My cape? Oh, it’s balled into a blue mass in the back corner of the closet, tucked away from the reality of an unforgiving pavement soaking up the blood of an urban battle without point because, my cape?

My cape tenders no protection here anymore.

xoxo

M.L. H’art

Pathetic Fallacy.

August 7, 2008

Pregnant clouds angry with the weight of rain, dark and brooding, they say: it’s okay, little girl, you can cry. Waging my pink umbrella against the elements, it’s so easy to blame those wet spots on rain drops.

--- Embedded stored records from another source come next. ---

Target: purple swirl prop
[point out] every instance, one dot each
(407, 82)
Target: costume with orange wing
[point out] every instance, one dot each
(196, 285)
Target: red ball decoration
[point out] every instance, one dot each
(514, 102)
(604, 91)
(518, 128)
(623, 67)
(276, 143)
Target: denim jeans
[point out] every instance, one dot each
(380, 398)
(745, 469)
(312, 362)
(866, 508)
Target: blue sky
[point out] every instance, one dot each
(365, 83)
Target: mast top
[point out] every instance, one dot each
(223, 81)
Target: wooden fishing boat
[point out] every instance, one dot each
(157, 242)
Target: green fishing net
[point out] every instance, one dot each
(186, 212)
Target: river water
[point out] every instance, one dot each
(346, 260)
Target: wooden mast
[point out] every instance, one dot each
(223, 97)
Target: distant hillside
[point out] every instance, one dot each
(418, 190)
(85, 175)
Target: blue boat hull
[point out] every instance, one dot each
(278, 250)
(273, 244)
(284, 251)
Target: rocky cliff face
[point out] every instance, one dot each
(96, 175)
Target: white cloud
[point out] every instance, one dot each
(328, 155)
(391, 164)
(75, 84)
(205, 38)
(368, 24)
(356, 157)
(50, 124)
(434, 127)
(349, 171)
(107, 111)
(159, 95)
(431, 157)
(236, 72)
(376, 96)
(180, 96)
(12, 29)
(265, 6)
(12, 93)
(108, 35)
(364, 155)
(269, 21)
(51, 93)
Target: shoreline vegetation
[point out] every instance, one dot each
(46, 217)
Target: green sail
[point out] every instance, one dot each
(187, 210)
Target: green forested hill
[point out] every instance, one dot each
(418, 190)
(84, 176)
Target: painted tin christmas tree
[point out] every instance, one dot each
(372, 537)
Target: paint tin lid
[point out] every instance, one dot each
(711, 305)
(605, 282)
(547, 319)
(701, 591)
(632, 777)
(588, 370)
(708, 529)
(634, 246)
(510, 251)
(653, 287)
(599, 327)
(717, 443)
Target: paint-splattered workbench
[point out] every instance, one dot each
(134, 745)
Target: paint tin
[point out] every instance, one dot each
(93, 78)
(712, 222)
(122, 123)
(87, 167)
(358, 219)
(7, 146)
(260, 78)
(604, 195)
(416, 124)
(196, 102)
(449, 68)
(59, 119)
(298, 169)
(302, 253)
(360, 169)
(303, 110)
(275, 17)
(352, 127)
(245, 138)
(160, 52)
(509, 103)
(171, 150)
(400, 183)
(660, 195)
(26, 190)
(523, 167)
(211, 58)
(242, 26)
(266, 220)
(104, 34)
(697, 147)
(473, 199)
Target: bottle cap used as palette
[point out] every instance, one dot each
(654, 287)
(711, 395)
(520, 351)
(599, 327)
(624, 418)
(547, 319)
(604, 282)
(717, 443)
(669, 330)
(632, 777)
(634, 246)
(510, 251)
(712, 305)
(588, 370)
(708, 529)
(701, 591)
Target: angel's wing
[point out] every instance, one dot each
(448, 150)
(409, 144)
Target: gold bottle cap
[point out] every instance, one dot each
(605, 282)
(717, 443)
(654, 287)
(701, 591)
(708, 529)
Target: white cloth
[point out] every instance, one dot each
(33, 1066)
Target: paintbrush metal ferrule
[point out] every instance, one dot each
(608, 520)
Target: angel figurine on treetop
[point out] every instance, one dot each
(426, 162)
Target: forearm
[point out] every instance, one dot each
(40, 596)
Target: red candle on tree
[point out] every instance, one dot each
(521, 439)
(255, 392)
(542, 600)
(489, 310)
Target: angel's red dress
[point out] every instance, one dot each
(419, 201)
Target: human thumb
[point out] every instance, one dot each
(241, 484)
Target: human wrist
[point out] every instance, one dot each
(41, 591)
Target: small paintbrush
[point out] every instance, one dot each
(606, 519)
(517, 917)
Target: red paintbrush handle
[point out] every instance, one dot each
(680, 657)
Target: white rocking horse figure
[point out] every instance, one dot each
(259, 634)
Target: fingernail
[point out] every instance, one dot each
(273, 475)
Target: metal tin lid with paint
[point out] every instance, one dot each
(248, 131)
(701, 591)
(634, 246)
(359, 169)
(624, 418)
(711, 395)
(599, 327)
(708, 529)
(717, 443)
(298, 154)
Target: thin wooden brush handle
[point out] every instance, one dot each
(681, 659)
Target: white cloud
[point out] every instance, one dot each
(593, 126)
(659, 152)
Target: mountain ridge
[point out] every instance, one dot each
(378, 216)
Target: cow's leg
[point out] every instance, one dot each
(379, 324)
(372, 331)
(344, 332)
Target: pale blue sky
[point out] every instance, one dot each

Rubber boots slick with sadness, splashing around in the mucky emotion bubbling up over the curb, I am a kid again, purposely puddle jumping, trying so hard to splash you but instead drenching my new dress with mud stains too tough to get out the first wash through.

I never did appreciate getting covered in mud.

Sadness to madness, emotion creeping up like the blistering sun showing its brave face after the crack of thunder has quieted and the spill of rain has dried up, the pavement a massacring ground of drying-up worms with nowhere to hide, the umbrella and boots fallen soldiers on the lawn, I kick up naked feet and dance, dance, dance in the middle of street.

You never did like it when I danced in the streets.

Madness to maniacal, those feelings become a setting sun desperate to hide behind the horizon, the stars peeking eyes out to spy on long shadows; I hide from you inside those shadows. 1, 2, 3, 4…I hear you counting like you’ll find me hiding in the hall closet.

You never were much good at finding your way around in the dark.

You find me, you always do. You ask me, beg me; pray I speak though you know forcing me to freezes my feet to the ground, causes me to smack dry lips and clear a scratchy throat, paralyzes my vocal chords.

I never did like standing in the spotlight.

As I whisper you lean in close, let my breath tickle your cheek. In and out, I breathe your name and you patiently wait for me to say: it’s okay.